De acordo com as pesquisas, o segredo para uma vida mais feliz é a capacidade de ter mais emoções positivas do que negativas, junto com uma vida significativa. Diante da ameaça do coronavírus, boa parte das nossas emoções são desagradáveis: medo, ansiedade, tristeza, raiva. Mas é aqui que a ciência pode dar grande contribuição nesse momento: felicidade é uma habilidade que pode ser aprendida, praticada, e dessa forma podemos produzir um número maior de emoções positivas do que negativas.

O psicólogo Ed Diener fez uma descoberta interessante: a frequência das  experiências positivas é mais importante do que a intensidade. Aqui, mais é mais, e a quantidade é mais importante do que a qualidade. É melhor praticar atividade física todos os dias do que se casar com Brad Pitt. Quem tem várias coisas agradáveis diariamente provavelmente será mais feliz do que alguém que tenha uma só coisa realmente incrível.

Sendo assim, em tempos de quarentena, o que podemos fazer?  São atividades muito simples, quase óbvias, mas que praticadas de forma diária, trazem grande impacto na nossa felicidade:

  • Meditar – Normalmente não temos tempo para sentir, para olhar para dentro, para nos conectarmos com nós mesmos e com o divino.

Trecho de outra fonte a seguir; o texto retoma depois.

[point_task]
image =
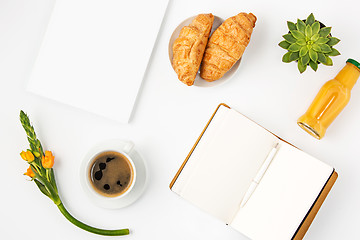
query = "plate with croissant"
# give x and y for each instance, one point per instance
(205, 50)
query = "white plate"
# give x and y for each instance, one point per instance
(199, 82)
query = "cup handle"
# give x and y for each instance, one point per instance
(129, 146)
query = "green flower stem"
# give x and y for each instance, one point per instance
(88, 228)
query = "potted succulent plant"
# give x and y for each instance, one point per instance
(309, 42)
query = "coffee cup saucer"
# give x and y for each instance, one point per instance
(140, 177)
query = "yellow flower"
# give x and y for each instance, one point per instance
(48, 160)
(27, 156)
(29, 173)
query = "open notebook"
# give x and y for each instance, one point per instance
(220, 168)
(95, 54)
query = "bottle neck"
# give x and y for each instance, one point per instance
(348, 75)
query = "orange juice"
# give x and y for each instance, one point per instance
(330, 101)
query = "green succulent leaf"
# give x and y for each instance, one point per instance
(289, 38)
(315, 27)
(297, 34)
(301, 42)
(328, 61)
(313, 65)
(286, 57)
(321, 58)
(315, 37)
(305, 59)
(294, 56)
(325, 48)
(308, 31)
(294, 47)
(316, 47)
(333, 52)
(301, 67)
(303, 51)
(324, 32)
(284, 44)
(322, 40)
(333, 41)
(291, 25)
(300, 25)
(310, 19)
(313, 55)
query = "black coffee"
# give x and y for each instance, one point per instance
(111, 174)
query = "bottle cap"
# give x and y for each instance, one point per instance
(354, 62)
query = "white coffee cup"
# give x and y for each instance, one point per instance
(123, 147)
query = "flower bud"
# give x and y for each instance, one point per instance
(27, 156)
(48, 160)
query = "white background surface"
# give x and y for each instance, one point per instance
(168, 117)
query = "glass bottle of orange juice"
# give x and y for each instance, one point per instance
(330, 101)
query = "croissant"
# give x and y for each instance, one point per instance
(226, 46)
(189, 47)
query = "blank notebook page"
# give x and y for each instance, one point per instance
(95, 53)
(285, 194)
(220, 170)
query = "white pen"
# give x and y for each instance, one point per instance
(259, 175)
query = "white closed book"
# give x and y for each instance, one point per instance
(95, 54)
(265, 188)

  • Praticar atividade física – talvez não seja uma boa ideia ir para a academia, mas pode caminhar ao ar livre, nadar, correr, andar de bicicleta, surfar.

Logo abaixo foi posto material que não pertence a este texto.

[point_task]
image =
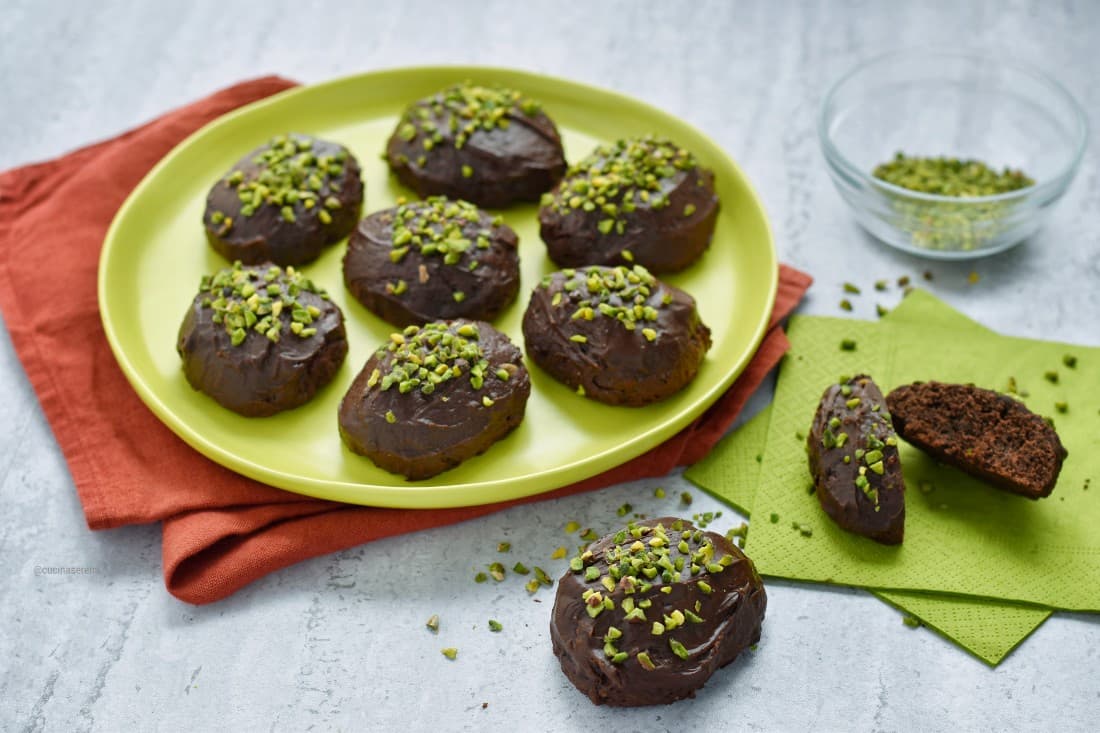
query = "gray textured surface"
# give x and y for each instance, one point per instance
(338, 642)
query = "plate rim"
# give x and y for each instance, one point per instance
(405, 495)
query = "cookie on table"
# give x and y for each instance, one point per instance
(432, 260)
(285, 201)
(261, 339)
(854, 461)
(646, 615)
(433, 396)
(616, 335)
(488, 145)
(640, 200)
(982, 433)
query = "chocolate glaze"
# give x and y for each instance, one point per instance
(663, 240)
(616, 365)
(265, 236)
(982, 433)
(732, 616)
(513, 164)
(370, 274)
(433, 433)
(261, 378)
(867, 427)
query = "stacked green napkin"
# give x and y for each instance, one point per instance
(961, 537)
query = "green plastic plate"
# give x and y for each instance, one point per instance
(155, 253)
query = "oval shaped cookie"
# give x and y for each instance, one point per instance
(432, 260)
(616, 335)
(435, 396)
(285, 201)
(261, 339)
(641, 200)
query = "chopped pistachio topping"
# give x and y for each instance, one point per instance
(641, 560)
(452, 230)
(266, 301)
(617, 178)
(290, 177)
(426, 357)
(629, 295)
(950, 176)
(460, 111)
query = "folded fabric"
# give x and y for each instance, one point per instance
(221, 531)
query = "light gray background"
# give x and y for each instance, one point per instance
(339, 642)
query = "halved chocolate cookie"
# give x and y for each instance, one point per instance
(854, 461)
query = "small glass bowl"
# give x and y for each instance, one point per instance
(941, 102)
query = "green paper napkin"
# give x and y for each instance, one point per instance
(961, 537)
(987, 628)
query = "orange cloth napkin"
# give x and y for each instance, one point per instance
(221, 531)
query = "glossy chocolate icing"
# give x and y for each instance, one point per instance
(729, 617)
(878, 509)
(430, 284)
(661, 239)
(615, 365)
(265, 236)
(506, 165)
(260, 378)
(432, 433)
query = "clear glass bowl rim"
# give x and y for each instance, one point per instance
(1054, 184)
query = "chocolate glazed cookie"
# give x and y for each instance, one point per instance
(484, 144)
(644, 200)
(616, 335)
(435, 396)
(646, 615)
(432, 260)
(854, 461)
(285, 201)
(261, 339)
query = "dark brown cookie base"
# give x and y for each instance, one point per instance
(981, 433)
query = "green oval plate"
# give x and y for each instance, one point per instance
(155, 253)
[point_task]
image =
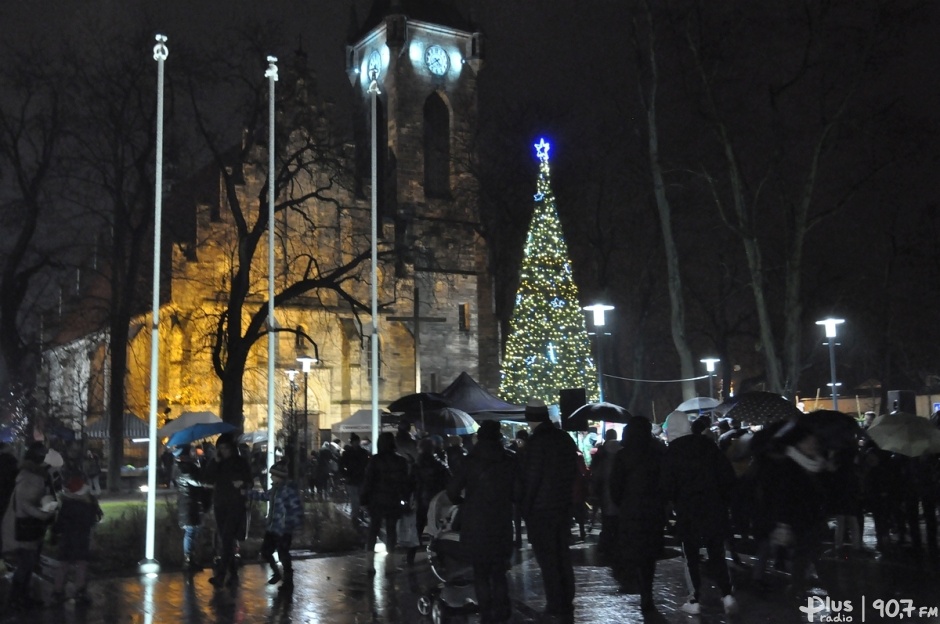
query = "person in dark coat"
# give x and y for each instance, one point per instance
(32, 498)
(191, 496)
(387, 487)
(791, 480)
(78, 514)
(634, 486)
(352, 464)
(484, 485)
(698, 479)
(547, 474)
(230, 476)
(8, 471)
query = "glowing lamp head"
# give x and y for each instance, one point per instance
(830, 324)
(710, 364)
(306, 362)
(598, 309)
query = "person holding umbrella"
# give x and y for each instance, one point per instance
(230, 475)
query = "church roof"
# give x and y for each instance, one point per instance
(441, 12)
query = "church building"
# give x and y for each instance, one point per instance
(436, 318)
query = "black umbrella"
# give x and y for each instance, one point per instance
(834, 430)
(415, 403)
(761, 408)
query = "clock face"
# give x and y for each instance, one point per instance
(437, 60)
(373, 64)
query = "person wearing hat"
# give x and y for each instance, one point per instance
(698, 479)
(32, 507)
(485, 485)
(190, 499)
(352, 464)
(285, 515)
(230, 476)
(549, 467)
(78, 514)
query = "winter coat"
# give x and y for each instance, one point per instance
(791, 495)
(222, 474)
(191, 493)
(353, 464)
(697, 478)
(26, 500)
(484, 486)
(634, 486)
(547, 472)
(431, 476)
(286, 512)
(601, 467)
(387, 485)
(78, 513)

  • Ser grato – registrar diariamente 3 coisas diferentes pela qual você é grato. O simples fato de estar vivo já é motivo para agradecer.

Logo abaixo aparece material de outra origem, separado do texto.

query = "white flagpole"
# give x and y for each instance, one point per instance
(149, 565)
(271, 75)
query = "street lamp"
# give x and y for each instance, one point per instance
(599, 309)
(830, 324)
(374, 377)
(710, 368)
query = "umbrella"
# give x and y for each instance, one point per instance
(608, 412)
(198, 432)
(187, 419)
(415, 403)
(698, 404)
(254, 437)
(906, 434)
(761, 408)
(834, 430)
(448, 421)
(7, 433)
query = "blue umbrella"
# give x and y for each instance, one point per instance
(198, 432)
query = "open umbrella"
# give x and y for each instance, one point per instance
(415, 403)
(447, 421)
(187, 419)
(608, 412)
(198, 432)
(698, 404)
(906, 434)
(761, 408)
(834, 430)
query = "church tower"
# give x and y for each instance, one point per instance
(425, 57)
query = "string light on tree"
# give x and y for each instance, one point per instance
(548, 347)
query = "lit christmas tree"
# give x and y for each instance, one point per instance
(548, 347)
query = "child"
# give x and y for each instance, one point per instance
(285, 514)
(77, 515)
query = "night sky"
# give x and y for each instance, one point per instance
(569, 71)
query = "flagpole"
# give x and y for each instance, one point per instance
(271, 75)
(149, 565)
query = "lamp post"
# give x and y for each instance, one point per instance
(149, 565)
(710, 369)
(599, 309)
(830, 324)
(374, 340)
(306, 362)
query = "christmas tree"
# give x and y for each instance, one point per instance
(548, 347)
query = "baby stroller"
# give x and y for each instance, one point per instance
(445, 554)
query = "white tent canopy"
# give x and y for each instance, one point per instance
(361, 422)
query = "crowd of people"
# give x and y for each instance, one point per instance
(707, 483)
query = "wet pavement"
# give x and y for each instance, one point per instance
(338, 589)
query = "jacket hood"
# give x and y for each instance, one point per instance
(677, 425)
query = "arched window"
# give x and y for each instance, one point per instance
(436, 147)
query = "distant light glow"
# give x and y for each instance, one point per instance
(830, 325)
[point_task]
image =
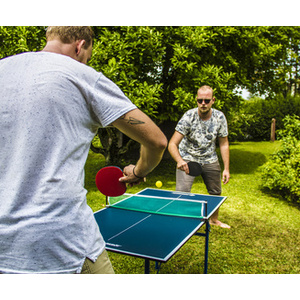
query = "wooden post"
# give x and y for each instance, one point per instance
(273, 130)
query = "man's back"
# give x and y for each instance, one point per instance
(48, 119)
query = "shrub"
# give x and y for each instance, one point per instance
(281, 174)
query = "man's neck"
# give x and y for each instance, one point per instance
(205, 116)
(56, 46)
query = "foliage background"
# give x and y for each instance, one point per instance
(160, 69)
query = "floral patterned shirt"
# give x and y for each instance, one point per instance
(199, 142)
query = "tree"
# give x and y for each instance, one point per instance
(160, 68)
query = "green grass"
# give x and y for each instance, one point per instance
(264, 237)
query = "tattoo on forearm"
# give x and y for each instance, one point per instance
(131, 120)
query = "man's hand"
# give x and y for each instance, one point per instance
(226, 176)
(130, 177)
(183, 166)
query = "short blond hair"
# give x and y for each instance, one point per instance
(69, 34)
(207, 88)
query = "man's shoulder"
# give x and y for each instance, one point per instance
(217, 113)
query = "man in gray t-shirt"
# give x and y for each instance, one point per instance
(51, 105)
(195, 139)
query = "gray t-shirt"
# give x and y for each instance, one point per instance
(199, 142)
(50, 109)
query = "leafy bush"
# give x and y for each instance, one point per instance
(254, 117)
(281, 173)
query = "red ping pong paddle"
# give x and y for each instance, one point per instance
(107, 181)
(195, 168)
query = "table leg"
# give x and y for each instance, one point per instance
(147, 266)
(207, 230)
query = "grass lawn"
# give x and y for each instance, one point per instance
(265, 229)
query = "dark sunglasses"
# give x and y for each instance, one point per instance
(205, 100)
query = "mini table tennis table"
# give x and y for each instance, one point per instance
(155, 236)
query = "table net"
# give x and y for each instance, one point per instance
(159, 205)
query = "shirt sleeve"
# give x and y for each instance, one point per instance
(109, 102)
(223, 132)
(183, 126)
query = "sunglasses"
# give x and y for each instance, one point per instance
(205, 100)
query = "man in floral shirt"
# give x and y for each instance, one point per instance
(195, 139)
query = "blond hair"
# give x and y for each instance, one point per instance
(207, 88)
(69, 34)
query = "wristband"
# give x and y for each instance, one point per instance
(136, 175)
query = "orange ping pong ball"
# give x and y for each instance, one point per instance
(158, 184)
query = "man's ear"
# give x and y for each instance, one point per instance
(79, 45)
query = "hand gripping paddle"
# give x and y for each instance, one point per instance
(107, 181)
(195, 168)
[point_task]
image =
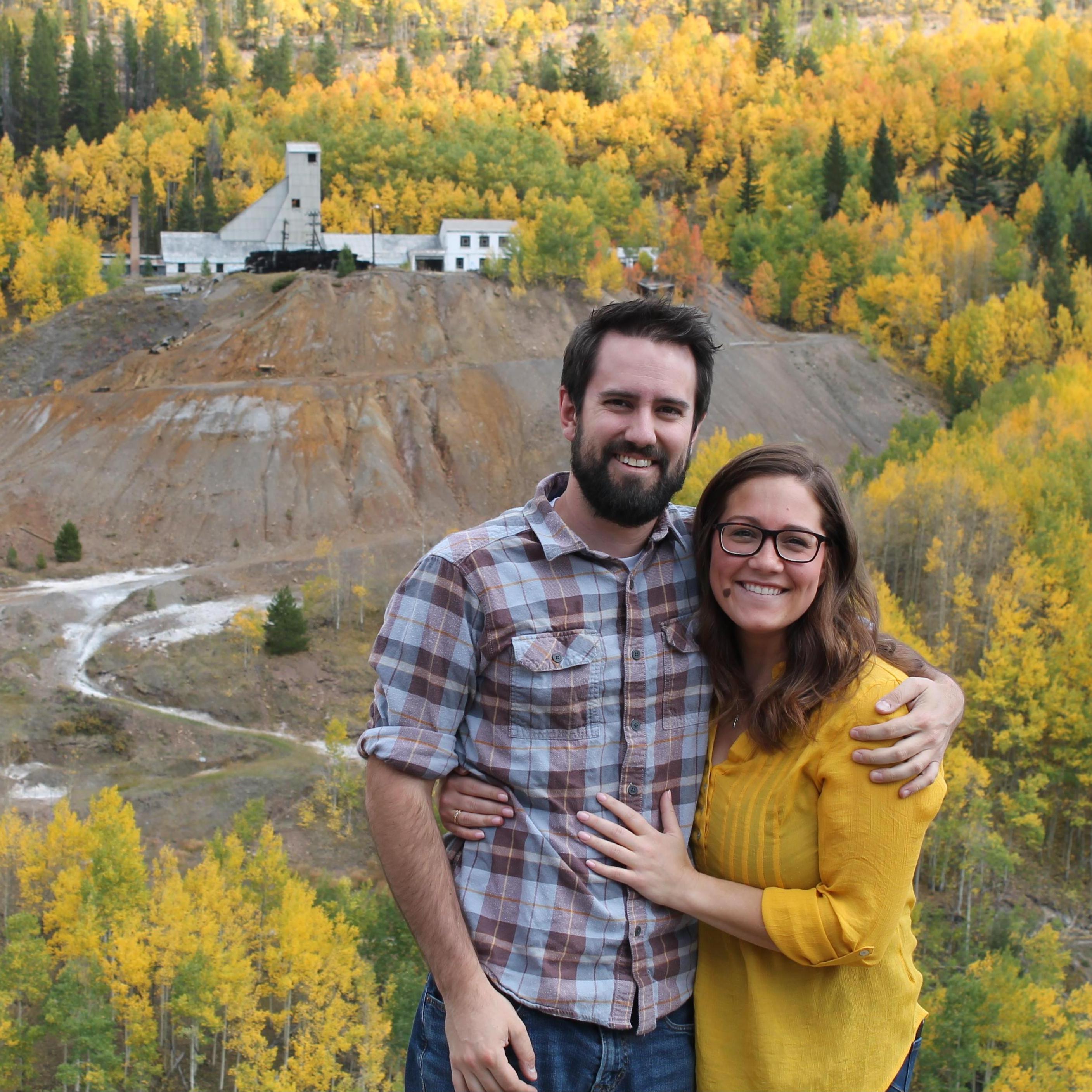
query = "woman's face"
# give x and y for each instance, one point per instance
(763, 593)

  • Aproveitar para estreitar relacionamento com os familiares mais próximos. É um ótimo momento para conversar, olhar no olho, brincar com os filhos, ligar para os amigos de longa data.
  • Colocar em prática aqueles planos que ficaram na lista de ano novo, como ler um livro, fazer um curso online, cozinhar.
  • Praticar o bem. Uma das coisas mais egoístas que você pode fazer é ajudar os outros. E o interessante é que esse vírus trouxe a percepção que somos todos interligados, interdependentes. Um ato de gentileza, por exemplo, é ir ao supermercado ou na farmácia para um idoso ou uma pessoa em maior risco.

Toda experiência tem seu lado positivo e traz algum tipo de aprendizado. Que possamos aprender com esse momento desafiador, e talvez, assim, evoluirmos como seres humanos. Todos nós agradecemos.